Tuesday, January 17, 2006

Gonzales v. Oregon

Doctor assisted suicide has been an issue here in Oregon for quite some time now.  Normally I would expect a radical and liberal type issue like this to come up in California first and then slowly make it’s way across the country as the general population succumbs to Hollywood's values.  OK, that’s not an absolute, but there’s no denying that the influence of entertainment on cultural values is great.

So a few years ago the State of Oregon voted, by referendum, to allow doctors to prescribe medication to end the life of an individual who was diagnosed as having an illness or condition that would end that person’s life within 6 months, and that the person would be in great pain and anguish during that interim time period.

Opponents of that measure have been fighting it ever since.  Today, the Supreme Court of the United States upheld the Oregon law by a vote of 6-3.  I won’t bore you with who voted against it, you should know the answer to that question.  It’s a left/right hot-button issue, think about it.  (Here’s a history of articles regarding Assisted Suicide at the Oregonian.  It’s not a very complete one, nor do all the links work for some reason.)

Let’s get one thing out of the way:  I don’t like the law.  I have a real problem with doctors helping people to die, instead of helping them to live and heal, as they are supposed to.  It’s part of their oath on becoming doctors.  Surveys have shown that the vast majority of doctors will NOT prescribe terminal medication, and rightly so.  It should be voluntary at the very least.

I also think that the decision to terminate your own life is bereft of wisdom.  That extends from my Christian learning.  I realize that I’ve never been in the position that people in the position of knowing they are going to die are in.  I just can’t believe that I would be willing to out-think God in the decision as to when my life is supposed to actually end.  For a Christian it would actually be an affront to God, basically saying to God, “I don’t like what you have planned here and I’m taking things into my own hands.”  Biblical doctrine states that means pretty crappy afterlife for you.

But, since we life in a secular society here, I’m not sure I can stand up and say that I’m going to use the Government to stop people from making their own decisions in this area.  I’m generally anti-government intrusion into peoples lives, and I’m very much a state’s-rights proponent.  Does the constitution of this country really allow the federal government to control this issue? 

The tool that Atty.
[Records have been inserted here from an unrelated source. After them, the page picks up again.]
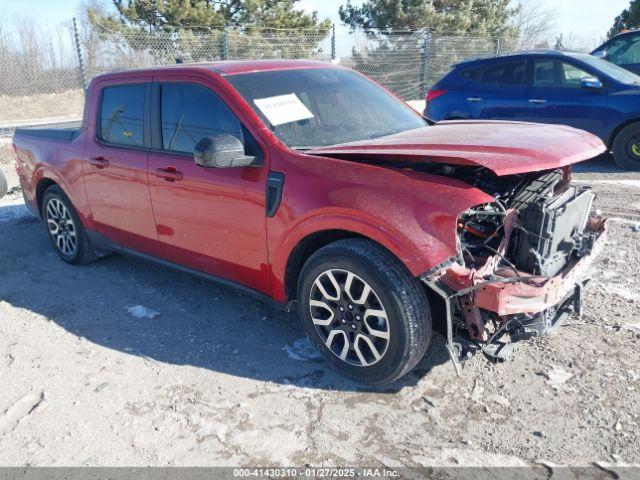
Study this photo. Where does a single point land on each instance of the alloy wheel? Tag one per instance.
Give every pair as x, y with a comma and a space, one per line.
349, 317
61, 227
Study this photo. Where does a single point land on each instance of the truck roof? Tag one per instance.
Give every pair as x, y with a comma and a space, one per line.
227, 67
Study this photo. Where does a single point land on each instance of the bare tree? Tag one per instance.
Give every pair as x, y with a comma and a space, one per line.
534, 24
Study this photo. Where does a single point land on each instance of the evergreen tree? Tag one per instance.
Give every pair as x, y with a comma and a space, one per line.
627, 20
469, 17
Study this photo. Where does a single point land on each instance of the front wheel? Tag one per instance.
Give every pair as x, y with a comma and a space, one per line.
626, 147
364, 311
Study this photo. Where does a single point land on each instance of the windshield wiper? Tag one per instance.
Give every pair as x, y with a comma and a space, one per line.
303, 148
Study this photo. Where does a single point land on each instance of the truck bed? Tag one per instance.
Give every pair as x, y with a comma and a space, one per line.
64, 133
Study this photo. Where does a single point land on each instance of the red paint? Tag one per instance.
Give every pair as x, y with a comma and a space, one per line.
214, 220
503, 147
433, 94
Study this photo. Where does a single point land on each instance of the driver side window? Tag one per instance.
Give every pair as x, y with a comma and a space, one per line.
556, 74
625, 50
191, 112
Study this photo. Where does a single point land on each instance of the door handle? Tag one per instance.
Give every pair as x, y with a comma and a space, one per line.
99, 162
170, 174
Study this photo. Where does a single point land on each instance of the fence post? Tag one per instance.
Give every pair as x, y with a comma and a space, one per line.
333, 42
83, 75
424, 64
224, 47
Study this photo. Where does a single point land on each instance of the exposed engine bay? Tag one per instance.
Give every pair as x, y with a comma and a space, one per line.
522, 259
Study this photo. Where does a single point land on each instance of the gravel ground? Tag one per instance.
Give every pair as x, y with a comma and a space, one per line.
197, 374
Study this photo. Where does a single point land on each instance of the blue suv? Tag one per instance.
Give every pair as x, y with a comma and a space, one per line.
547, 87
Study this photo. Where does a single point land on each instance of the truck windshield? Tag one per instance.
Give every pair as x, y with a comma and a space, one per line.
307, 108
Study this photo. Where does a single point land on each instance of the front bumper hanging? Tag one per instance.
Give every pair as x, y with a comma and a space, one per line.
517, 304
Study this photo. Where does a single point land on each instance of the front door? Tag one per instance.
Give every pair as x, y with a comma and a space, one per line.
496, 91
208, 219
115, 167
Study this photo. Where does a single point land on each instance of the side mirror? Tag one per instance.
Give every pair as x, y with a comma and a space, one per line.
221, 151
591, 83
600, 54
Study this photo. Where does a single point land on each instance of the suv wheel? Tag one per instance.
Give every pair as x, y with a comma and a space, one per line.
626, 147
368, 316
65, 229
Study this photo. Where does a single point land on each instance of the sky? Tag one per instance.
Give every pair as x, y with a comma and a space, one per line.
587, 19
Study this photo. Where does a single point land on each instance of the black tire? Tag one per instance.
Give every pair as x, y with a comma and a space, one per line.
407, 323
4, 188
83, 252
626, 147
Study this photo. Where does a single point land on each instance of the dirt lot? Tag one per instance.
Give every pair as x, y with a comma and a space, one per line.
220, 379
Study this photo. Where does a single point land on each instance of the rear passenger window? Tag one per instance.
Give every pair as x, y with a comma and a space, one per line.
192, 112
508, 73
472, 75
121, 115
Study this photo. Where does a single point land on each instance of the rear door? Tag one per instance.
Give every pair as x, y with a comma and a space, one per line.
623, 51
115, 165
496, 91
208, 219
556, 96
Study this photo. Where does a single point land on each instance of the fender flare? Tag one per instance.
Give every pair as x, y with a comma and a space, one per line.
416, 260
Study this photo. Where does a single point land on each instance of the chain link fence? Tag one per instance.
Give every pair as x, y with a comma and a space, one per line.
408, 63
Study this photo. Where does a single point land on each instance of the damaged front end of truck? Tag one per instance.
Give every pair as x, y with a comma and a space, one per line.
522, 261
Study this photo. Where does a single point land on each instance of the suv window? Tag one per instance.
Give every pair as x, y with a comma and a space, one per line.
121, 115
624, 50
506, 73
553, 73
191, 112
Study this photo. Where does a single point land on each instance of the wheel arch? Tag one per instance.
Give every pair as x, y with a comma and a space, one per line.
618, 129
41, 187
306, 247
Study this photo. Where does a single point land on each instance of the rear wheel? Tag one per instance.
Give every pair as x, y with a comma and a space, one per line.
64, 228
368, 316
626, 147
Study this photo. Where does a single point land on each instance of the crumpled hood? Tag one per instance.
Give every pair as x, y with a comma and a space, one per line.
505, 148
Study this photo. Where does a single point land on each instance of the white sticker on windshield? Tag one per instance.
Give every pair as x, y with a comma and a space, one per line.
283, 109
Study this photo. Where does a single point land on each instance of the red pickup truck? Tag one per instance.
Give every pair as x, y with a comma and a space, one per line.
312, 186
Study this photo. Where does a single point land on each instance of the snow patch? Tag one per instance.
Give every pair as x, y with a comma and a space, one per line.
218, 430
141, 312
12, 208
557, 378
302, 350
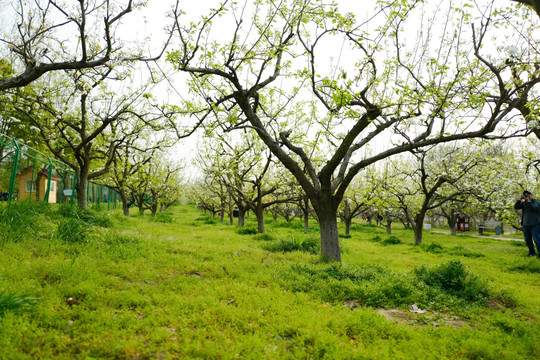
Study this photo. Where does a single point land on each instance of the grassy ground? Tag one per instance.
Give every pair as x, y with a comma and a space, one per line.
186, 286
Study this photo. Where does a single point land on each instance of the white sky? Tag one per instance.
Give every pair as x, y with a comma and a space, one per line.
149, 24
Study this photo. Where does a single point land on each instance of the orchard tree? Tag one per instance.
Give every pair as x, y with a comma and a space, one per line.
442, 87
131, 155
358, 200
428, 180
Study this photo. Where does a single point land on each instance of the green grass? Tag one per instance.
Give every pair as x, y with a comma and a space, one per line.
188, 286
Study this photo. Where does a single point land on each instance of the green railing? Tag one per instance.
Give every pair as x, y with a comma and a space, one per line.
27, 174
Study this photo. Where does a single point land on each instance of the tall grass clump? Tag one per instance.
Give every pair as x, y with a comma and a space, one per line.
452, 278
20, 220
72, 230
163, 217
121, 246
91, 216
369, 285
246, 230
447, 286
310, 245
531, 266
15, 303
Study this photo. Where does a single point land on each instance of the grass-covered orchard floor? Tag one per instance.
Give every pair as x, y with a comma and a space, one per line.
102, 286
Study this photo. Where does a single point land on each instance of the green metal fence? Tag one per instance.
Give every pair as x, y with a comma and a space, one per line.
29, 175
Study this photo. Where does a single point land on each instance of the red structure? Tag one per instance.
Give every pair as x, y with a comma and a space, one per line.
462, 223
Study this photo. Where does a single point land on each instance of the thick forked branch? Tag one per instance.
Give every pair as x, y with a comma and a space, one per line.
27, 50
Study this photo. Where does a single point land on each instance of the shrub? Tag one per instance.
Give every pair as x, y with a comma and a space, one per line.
264, 237
113, 238
392, 240
15, 303
21, 220
452, 278
433, 248
163, 217
461, 251
92, 217
531, 266
370, 285
310, 245
72, 230
246, 230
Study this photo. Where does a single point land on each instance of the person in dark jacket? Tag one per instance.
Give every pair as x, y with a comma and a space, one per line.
530, 220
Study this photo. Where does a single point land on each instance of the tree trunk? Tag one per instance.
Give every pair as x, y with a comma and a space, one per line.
259, 213
80, 187
304, 205
388, 227
241, 216
452, 222
329, 233
231, 217
125, 205
418, 225
348, 222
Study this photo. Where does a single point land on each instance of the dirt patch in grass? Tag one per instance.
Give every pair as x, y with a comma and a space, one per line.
414, 319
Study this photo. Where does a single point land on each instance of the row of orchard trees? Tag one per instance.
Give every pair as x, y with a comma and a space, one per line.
481, 179
91, 113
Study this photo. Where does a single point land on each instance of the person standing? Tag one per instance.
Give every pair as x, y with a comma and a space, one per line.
530, 221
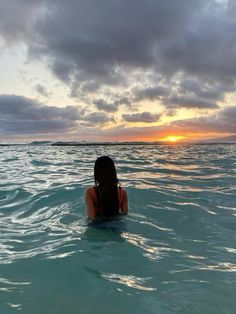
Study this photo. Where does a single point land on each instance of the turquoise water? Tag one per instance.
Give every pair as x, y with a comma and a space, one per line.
174, 253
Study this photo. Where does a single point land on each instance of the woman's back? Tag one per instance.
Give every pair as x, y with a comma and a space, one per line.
106, 198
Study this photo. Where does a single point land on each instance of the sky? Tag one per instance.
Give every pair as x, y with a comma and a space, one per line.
117, 70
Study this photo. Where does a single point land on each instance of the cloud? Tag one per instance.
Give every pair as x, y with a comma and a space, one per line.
42, 90
221, 122
97, 118
146, 117
150, 93
103, 105
18, 18
179, 52
189, 102
23, 115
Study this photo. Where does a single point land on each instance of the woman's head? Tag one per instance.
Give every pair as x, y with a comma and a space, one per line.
105, 171
106, 186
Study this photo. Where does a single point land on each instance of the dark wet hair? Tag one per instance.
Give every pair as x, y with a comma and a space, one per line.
106, 182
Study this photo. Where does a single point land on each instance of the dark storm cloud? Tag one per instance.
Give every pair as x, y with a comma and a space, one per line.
175, 102
202, 90
103, 41
18, 18
222, 122
150, 93
90, 44
146, 117
42, 90
23, 115
103, 105
86, 38
97, 118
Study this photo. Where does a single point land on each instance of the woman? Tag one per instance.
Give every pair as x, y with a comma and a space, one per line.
106, 199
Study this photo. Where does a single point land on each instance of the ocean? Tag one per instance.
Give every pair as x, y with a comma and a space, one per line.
175, 252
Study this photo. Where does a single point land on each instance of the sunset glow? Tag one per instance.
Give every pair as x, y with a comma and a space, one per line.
173, 138
69, 80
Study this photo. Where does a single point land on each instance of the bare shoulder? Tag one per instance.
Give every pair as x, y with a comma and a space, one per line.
89, 192
123, 192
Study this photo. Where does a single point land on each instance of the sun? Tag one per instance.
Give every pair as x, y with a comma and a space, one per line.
172, 138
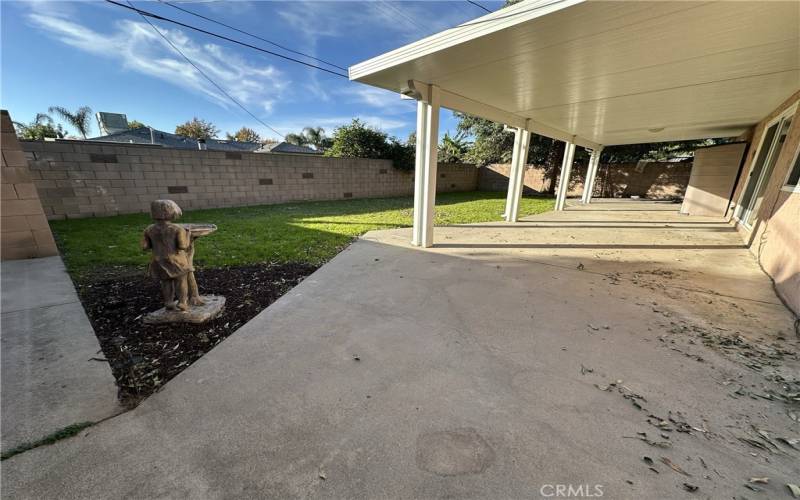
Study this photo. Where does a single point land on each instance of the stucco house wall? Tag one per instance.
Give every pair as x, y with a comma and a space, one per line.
775, 238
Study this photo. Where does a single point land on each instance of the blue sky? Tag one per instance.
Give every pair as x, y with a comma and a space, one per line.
97, 54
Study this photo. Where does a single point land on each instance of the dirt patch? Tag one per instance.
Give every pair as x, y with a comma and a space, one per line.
143, 357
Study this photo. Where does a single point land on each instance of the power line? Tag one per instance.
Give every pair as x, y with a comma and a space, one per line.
259, 120
476, 4
251, 34
223, 37
512, 14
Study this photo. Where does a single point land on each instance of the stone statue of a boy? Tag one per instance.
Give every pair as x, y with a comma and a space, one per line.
170, 262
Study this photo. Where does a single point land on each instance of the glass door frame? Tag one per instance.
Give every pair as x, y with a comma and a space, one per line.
742, 213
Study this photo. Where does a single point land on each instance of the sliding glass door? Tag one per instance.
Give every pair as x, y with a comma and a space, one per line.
771, 146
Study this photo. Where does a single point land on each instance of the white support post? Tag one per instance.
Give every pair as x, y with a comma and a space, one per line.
512, 173
591, 175
426, 166
566, 169
521, 156
419, 172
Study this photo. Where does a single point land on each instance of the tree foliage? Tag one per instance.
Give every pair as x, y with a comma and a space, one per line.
310, 136
452, 149
40, 128
197, 129
244, 134
357, 140
80, 119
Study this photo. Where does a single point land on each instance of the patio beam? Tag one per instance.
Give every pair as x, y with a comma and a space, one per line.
516, 178
463, 104
566, 169
591, 175
426, 165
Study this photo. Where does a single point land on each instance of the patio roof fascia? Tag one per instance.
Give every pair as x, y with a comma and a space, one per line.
470, 30
455, 102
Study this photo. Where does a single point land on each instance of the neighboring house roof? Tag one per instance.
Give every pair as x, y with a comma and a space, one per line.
285, 147
160, 138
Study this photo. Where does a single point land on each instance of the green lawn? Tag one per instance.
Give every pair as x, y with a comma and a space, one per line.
294, 232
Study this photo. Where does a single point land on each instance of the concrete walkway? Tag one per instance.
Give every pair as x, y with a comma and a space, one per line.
48, 381
473, 369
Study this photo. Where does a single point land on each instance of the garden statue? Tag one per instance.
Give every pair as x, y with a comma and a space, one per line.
172, 263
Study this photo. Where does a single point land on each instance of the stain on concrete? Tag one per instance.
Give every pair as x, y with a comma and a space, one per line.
453, 453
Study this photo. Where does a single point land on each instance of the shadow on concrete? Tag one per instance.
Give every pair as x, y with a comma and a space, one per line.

General Gonzales pulled out of the federal toolbox was the Federal Narcotics laws.  Remember – narcotics laws are an extension of the modern interpretation of the interstate commerce clause of the constitution.  Since that clause, as well as the issue of state’s rights, is in the middle of so much debate right now, I think that we can add this judicial decision to that fray for both reasons.

The swing voter in this decision wasn’t O’Connor (although she voted in the affirmative as well), it’s Kennedy, no stranger to being the swing man himself, who authored the decision.  Dahlia Lithwick in Slate:

      Jeffrey Toobin at The New Yorker recently explained why Kennedy sometimes parts company with his buddies on the court's hard right wing. Of the court's conservatives, only he has an abiding affection for all things foreign, including—to the intense chagrin of some of his colleagues—foreign law. Kennedy's pragmatic reason for citing to foreign courts as a means of fostering worldwide legal respect is a part of his rather grand vision for the lofty role of the Supreme Court in government.

      But another key to understanding Kennedy's role as a swing voter is simpler: He just really, really likes the power. In his book Closed Chambers, Edward Lazarus, a former clerk for Justice Harry Blackmun, writes that Kennedy bragged about his ability to occupy one of the pivotal positions on the court, deliberately and craftily espousing views at conference that would make him a "necessary but distinctive fifth vote for a majority." Like O'Connor, Kennedy may be a legal politician before he is an ideological purist. And with O'Connor soon to be out of the picture, Kennedy may now get the chance to really make some constitutional hay.

Oh, great, that makes me feel so much better about having him on the court as opposed to Alito.  She pulls this quote from his opinion in the recent gay-rights case:

      ... times can blind us to certain truths and later generations can see that laws once thought necessary and proper in fact serve only to oppress. As the Constitution endures, persons in every generation can invoke its principles in their own search for greater freedom.

You mean like this one?  Or Roe v. Wade? 

I haven’t seen lots of comments on the Blogs yet.  So this is just up for discussion.  Does the constitution speak to this issue?  Do the feds have the right to shut down the State of Oregon by using federal drug laws?